I'm trying to make a table and mysql is giving me this error:

#1005 - Can't create table 'likes.users' (errno: 150)

That would be great to see a website that explains mysql errors like this for oracle http://ora-code.com/

CREATE TABLE IF NOT EXISTS `users` (
 `user_id` int(2) NOT NULL AUTO_INCREMENT,
 `username` varchar(20) NOT NULL,
 `article_id` int(11) NOT NULL,
 PRIMARY KEY (`user_id`),
 CONSTRAINT `fk_article_id` FOREIGN KEY (`article_id`) REFERENCES `articles` (`article_id`)  ON DELETE SET NULL ON UPDATE CASCADE
) ENGINE=InnoDB AUTO_INCREMENT=12 DEFAULT CHARSET=latin1

I can't see anything wrong with the create statement.

I personally don't see anything wrong with the syntax or the foreign keys that I am trying to make. Can you pick any error in the create statement?

Thanks, pal.

Yes, I do have another table called articles. Therefore, mySQL server shouldn't refuse my request.

Perhaps a mismatch in columns types (guessing here) ? Is there already data in articles ?

It doesn't contain any data.

I just tried to run the following on my test database, and it executes just fine.

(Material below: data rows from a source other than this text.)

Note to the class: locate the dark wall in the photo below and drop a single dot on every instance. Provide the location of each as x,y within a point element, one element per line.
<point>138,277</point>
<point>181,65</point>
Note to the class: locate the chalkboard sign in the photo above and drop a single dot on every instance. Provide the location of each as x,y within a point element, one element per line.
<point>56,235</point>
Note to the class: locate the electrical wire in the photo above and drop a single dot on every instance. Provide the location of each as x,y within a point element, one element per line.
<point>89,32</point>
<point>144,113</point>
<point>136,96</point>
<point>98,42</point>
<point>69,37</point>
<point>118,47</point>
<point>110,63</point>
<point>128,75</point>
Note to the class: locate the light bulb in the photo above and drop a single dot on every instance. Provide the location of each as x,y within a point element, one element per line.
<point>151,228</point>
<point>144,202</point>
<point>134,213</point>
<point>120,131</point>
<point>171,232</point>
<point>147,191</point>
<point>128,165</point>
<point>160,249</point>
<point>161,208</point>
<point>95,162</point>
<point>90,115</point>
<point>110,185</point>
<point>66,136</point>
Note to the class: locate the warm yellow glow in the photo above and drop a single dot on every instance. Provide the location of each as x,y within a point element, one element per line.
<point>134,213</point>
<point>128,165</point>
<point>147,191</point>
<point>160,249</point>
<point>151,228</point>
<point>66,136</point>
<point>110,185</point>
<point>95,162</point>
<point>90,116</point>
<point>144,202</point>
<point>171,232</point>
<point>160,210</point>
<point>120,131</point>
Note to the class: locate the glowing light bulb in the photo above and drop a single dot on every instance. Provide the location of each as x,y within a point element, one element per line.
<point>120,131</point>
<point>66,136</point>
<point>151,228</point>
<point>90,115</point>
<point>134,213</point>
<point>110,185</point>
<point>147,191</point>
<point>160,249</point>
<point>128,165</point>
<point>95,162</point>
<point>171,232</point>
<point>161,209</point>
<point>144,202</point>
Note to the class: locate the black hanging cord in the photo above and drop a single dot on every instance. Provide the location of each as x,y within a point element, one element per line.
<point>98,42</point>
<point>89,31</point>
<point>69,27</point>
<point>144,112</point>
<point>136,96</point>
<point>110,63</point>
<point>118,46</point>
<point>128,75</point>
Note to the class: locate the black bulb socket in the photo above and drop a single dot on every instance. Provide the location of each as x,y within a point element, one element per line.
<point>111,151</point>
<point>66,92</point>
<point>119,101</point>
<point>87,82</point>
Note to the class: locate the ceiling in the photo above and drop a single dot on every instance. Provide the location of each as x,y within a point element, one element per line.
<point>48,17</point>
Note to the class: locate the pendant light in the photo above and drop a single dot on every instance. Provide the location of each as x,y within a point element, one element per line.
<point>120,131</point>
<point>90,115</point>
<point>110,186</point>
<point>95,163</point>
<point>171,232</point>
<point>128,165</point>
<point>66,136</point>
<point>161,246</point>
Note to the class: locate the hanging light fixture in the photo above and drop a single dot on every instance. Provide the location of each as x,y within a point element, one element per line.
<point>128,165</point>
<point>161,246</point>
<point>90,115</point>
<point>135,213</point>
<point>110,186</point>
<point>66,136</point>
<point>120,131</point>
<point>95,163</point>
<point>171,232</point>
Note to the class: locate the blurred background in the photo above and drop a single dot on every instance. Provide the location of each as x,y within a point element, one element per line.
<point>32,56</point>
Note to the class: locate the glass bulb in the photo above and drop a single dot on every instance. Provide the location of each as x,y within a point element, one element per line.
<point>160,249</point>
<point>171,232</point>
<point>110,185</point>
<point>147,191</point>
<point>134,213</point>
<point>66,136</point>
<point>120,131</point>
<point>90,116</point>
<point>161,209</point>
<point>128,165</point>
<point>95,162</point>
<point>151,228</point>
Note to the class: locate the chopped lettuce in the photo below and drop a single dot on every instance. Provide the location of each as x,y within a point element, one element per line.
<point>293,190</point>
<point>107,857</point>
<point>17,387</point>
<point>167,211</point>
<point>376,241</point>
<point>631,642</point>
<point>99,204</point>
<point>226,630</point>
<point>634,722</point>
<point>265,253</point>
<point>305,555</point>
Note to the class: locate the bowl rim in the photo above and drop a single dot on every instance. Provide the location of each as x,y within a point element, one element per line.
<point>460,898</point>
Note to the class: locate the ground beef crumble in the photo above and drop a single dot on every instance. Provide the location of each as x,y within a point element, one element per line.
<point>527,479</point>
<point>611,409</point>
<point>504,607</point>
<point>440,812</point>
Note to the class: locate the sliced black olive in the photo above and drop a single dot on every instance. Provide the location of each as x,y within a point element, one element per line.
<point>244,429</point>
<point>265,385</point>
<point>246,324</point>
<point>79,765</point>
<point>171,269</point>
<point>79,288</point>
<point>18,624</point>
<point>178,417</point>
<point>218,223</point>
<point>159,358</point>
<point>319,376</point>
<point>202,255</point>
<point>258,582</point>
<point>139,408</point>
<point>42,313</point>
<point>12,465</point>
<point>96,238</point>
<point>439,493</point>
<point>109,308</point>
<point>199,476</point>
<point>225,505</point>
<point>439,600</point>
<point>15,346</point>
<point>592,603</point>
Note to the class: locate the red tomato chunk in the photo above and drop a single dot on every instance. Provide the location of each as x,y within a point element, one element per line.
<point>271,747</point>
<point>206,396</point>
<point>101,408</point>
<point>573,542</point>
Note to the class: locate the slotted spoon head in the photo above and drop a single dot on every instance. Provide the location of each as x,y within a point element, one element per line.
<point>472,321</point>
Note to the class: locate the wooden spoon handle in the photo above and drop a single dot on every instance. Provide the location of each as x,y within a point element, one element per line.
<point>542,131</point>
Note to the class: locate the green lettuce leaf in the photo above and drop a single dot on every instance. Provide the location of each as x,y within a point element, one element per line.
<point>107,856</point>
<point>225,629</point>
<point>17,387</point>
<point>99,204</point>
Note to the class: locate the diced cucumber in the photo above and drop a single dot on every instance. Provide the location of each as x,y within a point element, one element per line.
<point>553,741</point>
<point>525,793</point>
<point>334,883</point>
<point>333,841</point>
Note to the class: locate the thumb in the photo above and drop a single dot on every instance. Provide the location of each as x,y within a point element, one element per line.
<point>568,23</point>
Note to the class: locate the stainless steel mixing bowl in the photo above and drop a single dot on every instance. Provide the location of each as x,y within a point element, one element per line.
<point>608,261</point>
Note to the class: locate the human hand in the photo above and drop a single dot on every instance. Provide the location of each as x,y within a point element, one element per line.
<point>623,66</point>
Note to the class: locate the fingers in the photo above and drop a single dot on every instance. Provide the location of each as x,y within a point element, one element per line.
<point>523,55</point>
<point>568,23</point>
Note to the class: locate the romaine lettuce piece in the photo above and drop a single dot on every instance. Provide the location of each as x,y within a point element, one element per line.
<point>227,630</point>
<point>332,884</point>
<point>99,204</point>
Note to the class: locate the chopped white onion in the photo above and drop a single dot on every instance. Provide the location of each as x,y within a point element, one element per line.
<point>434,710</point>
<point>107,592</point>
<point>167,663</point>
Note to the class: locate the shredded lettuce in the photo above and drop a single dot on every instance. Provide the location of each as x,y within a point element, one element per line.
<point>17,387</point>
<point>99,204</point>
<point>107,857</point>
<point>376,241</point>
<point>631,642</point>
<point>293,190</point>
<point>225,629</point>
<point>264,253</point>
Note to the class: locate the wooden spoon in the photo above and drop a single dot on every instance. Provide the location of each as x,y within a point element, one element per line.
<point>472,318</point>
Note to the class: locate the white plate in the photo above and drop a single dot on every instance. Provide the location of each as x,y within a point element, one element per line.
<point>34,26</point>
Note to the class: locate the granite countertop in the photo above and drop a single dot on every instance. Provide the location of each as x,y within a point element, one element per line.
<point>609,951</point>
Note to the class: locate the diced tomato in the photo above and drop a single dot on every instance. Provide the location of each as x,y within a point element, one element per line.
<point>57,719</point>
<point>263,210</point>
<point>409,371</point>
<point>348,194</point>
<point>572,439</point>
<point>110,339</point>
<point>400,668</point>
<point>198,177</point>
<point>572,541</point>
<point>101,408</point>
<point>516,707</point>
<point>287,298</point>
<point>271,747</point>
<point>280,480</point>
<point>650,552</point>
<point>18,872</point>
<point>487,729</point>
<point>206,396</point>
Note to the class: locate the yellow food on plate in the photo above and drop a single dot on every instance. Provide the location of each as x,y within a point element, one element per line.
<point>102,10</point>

CREATE TABLE IF NOT EXISTS `articles` (
  `article_id` INT(11) NOT NULL AUTO_INCREMENT,
  PRIMARY KEY (`article_id`)
) ENGINE=INNODB DEFAULT CHARSET=latin1;

CREATE TABLE IF NOT EXISTS `users` (
  `user_id` INT(2) NOT NULL AUTO_INCREMENT,
  `username` VARCHAR(20) NOT NULL,
  `article_id` INT(11) NOT NULL,
  PRIMARY KEY (`user_id`),
  CONSTRAINT `fk_article_id` 
    FOREIGN KEY (`article_id`) 
    REFERENCES `articles` (`article_id`)  
    ON UPDATE CASCADE
) ENGINE=INNODB AUTO_INCREMENT=12 DEFAULT CHARSET=latin1;

The ON DELETE SET NULL is not possible. Your article_id is set to NOT NULL. This is causing the issues.

From line 11 to 14, Would that be problematic to have all these SQL statements on just one line? (that is what I initially had)

What does this line mean? AUTO_INCREMENT=12?

No, spacing doesn't matter, I just added that for readability.

That means the next auto id generated will be 12, remove that if you want to start at 1 again.

Thanks for explainin that to me. Now, I created the foreign keys that I needed for the tables. However, I was unable to add/specify restriction on the keys. ON UPDATE CASCADE ON DELETE SET NULL .. I don't know why mysql isn't happy to accept my commands.

I don't want to recreate the FKs. I just want to modify them to add these properties in ON DELETE SET NULL and so on. Is there a modify-constraint statement?

If you change `article_id` INT(11) NULL in users then it should work.

I created the foreign key on article_id. But, I couldn't specify this property at the time of creation. ON UPDATE CASCADE.